Note: The syntax and parameters for credential.sh are similar to those for the Hadoop credential command; however, this script uses the JDK included with Big SQL.

Procedure

Complete the steps in Enabling Hadoop services to use a credential keystore file. This will enable all the other services to also use the credential keystore file.

Create a credential keystore on the HDFS by using the $BIGSQL_HOME/libexec/credential.sh script:

$BIGSQL_HOME/libexec/credential.sh create fs.s3a.access.key -provider jceks://<path>/<jceks_filename>.jceks -v <access key>

For example, if the jceks file will be created on the HDFS as /hdfs/tmp/s3a_bigsql.jceks:

$BIGSQL_HOME/libexec/credential.sh create fs.s3a.access.key -provider jceks://hdfs/tmp/s3a_bigsql.jceks -v 'myaccesskey'
$BIGSQL_HOME/libexec/credential.sh create fs.s3a.secret.key -provider jceks://hdfs/tmp/s3a_bigsql.jceks -v 'mysecretkey'

You can verify the credential keystore file by using the list command:

$BIGSQL_HOME/libexec/credential.sh list -provider jceks://hdfs/tmp/s3a_bigsql.jceks
Listing aliases for CredentialProvider: jceks://hdfs/tmp/s3a_bigsql.jceks
fs.s3a.access.key
fs.s3a.secret.key

Set read permissions for the keystore file so that all users can read the file:

hadoop fs -chmod ugo+r /tmp/s3a_bigsql.jceks
hadoop fs -ls /tmp/s3a_bigsql.jceks
 -rwxr--r-- 3 hdfs hdfs 1045 2016-08-15 17:01 /tmp/s3a_bigsql.jceks

Add or update the hadoop.security.credential.provider.path property in the bigsql-conf.xml file on every Big SQL node to include the provider URI from Step 1 above. In this example, the provider is jceks://hdfs/tmp/s3a_bigsql.jceks. The property can have several credential URIs that are separated by commas.
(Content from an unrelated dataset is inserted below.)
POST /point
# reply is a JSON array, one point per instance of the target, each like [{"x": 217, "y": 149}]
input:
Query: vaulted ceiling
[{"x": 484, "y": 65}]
Big SQL will use the jceks files that are listed in the bigsql-conf.xml file, whereas the other services, including YARN and MapReduce, will use the jceks files that are listed in the core-site.xml file.
Restart the HDFS, MapReduce, YARN, Hive, HBase, Big SQL, and any other affected service.